Bun includes a built-in S3 client that works with any S3-compatible storage:

import { S3Client } from "bun";

const s3 = new S3Client({
  accessKeyId: Bun.env.AWS_ACCESS_KEY_ID!,
  secretAccessKey: Bun.env.AWS_SECRET_ACCESS_KEY!,
  region: "us-east-1",
  // endpoint: "https://s3.example.com", // for S3-compatible services
});

// Write a file
await s3.write("my-bucket/hello.txt", "Hello from Bun!");

// Read a file
const file = s3.file("my-bucket/data.json");
const data = await file.json();

// Check existence
const exists = await s3.file("my-bucket/maybe.txt").exists();

// Delete
await s3.delete("my-bucket/old-file.txt");

// The S3 file object has the same interface as Bun.file()
const size = s3.file("my-bucket/large.csv").size;
const stream = s3.file("my-bucket/large.csv").stream();

Glob

import { Glob } from "bun";

const glob = new Glob("**/*.ts");

// Scan files matching the pattern
for await (const path of glob.scan({ cwd: "./src" })) {
  console.log(path); // "index.ts", "utils/helpers.ts", etc.
}

// Synchronous scan
const files = Array.from(glob.scanSync({ cwd: "./src" }));

// Test if a string matches a glob pattern
const g = new Glob("*.json");
console.log(g.match("package.json")); // true
console.log(g.match("src/data.json")); // false (no ** prefix)

Semver

import { semver } from "bun";

console.log(semver.satisfies("1.2.3", "^1.0.0")); // true
console.log(semver.satisfies("2.0.0", "^1.0.0")); // false
console.log(semver.order("1.2.3", "1.3.0"));       // -1 (first is less)

Hashing

// Fast hashing built into Bun
const hash = Bun.hash("hello world"); // uint64, very fast (Wyhash)

// Crypto hashing
const sha256 = Bun.CryptoHasher.hash("sha256", "hello");
console.log(Buffer.from(sha256).toString("hex"));

// Streaming hash
const hasher = new Bun.CryptoHasher("sha256");
hasher.update("hello ");
hasher.update("world");
const digest = hasher.digest("hex");

// Password hashing (bcrypt and argon2)
const hashed = await Bun.password.hash("mypassword");
const valid = await Bun.password.verify("mypassword", hashed); // true

Anti-Patterns

  • Using fs.readFile when Bun.file() is available: The Bun-native API is faster and more ergonomic.
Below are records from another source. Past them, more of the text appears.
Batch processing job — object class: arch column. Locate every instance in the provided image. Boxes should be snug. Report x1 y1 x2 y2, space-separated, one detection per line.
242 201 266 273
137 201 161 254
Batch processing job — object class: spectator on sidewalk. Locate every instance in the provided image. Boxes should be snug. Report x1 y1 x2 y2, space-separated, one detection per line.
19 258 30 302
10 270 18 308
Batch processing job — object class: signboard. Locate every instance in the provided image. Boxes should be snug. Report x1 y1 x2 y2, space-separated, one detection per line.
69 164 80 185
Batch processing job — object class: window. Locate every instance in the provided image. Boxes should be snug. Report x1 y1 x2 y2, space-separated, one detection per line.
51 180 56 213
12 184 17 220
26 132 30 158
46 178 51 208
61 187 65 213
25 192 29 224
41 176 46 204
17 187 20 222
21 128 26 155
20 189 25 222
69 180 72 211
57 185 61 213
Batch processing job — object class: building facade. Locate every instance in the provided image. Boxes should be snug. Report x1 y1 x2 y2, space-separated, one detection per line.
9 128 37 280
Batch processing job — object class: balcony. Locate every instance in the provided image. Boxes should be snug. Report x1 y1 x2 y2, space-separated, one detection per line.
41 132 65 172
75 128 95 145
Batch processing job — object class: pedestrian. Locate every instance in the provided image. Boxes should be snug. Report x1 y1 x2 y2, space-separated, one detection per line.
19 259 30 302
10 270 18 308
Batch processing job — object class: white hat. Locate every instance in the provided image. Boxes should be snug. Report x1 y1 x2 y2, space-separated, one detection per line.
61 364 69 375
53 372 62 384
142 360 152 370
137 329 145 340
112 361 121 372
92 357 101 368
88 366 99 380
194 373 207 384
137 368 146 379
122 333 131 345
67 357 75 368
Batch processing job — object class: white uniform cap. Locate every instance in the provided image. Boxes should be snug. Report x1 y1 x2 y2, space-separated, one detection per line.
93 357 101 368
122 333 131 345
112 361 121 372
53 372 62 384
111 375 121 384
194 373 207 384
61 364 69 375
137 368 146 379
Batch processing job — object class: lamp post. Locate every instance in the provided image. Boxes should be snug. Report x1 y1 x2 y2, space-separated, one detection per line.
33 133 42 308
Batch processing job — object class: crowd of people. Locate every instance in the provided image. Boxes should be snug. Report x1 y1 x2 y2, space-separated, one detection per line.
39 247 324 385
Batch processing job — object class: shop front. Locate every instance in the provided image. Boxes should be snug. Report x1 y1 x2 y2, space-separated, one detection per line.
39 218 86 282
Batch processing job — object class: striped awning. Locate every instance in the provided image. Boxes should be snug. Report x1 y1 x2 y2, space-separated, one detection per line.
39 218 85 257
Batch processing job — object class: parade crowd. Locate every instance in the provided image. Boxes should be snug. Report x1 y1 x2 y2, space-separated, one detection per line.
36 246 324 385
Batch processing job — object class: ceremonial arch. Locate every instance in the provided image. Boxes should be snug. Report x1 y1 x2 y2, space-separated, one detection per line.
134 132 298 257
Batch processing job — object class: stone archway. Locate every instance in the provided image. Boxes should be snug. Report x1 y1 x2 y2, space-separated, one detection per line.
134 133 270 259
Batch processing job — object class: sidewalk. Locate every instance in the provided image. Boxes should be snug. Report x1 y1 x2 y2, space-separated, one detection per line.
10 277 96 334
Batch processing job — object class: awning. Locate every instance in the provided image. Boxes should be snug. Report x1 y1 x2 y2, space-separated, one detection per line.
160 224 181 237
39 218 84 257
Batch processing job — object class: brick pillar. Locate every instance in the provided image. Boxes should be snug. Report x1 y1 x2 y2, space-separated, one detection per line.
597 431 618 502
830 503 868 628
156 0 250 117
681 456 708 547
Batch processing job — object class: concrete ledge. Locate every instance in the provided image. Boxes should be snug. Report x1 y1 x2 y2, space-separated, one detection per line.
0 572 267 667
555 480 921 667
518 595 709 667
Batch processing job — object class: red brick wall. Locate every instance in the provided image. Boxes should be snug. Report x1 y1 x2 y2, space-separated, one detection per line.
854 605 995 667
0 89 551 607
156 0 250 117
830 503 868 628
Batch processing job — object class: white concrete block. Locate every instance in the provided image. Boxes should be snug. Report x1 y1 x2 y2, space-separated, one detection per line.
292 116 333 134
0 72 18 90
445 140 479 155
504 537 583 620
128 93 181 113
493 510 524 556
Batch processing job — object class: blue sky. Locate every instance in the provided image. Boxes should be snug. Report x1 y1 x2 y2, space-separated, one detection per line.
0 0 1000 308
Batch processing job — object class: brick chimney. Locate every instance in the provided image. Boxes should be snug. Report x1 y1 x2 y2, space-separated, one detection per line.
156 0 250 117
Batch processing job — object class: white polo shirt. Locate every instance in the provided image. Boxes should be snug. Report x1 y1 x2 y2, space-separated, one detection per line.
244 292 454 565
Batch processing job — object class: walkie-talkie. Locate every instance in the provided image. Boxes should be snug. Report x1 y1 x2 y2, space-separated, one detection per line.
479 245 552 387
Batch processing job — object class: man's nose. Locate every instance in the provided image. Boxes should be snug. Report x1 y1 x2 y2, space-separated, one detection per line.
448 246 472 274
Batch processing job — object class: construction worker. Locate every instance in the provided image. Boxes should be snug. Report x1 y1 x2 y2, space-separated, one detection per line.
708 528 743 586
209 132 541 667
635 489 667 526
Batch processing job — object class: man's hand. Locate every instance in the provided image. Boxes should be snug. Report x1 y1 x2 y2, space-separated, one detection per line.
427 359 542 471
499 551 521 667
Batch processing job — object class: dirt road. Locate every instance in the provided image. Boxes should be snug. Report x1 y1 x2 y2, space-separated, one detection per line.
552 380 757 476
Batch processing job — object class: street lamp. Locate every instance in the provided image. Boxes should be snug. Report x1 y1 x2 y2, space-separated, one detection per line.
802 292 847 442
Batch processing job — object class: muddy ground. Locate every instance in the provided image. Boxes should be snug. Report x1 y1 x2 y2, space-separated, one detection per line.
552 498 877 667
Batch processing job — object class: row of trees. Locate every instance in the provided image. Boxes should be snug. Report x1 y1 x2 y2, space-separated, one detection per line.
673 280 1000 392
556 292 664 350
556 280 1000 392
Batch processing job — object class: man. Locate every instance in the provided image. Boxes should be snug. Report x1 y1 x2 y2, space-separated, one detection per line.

Use Bun.file() for reads and Bun.write() for writes.
  • String-interpolating SQL queries: Always use prepared statements with db.prepare(). SQLite injection is just as dangerous as SQL injection in any other database.
  • Loading SQLite from npm when bun:sqlite exists: The built-in module is faster and has zero dependencies. Only use better-sqlite3 if you need a feature Bun's SQLite does not expose.
  • Using child_process.exec for shell commands: Prefer Bun.spawn() or Bun.$ for shell scripting. They are faster and have better ergonomics.
  • Forgetting to null-terminate FFI strings: C functions expect null-terminated strings. Always append \0 when passing strings via FFI.
  • Blocking the event loop with Bun.sleepSync: Use await Bun.sleep() for async delays. The sync version blocks all other work.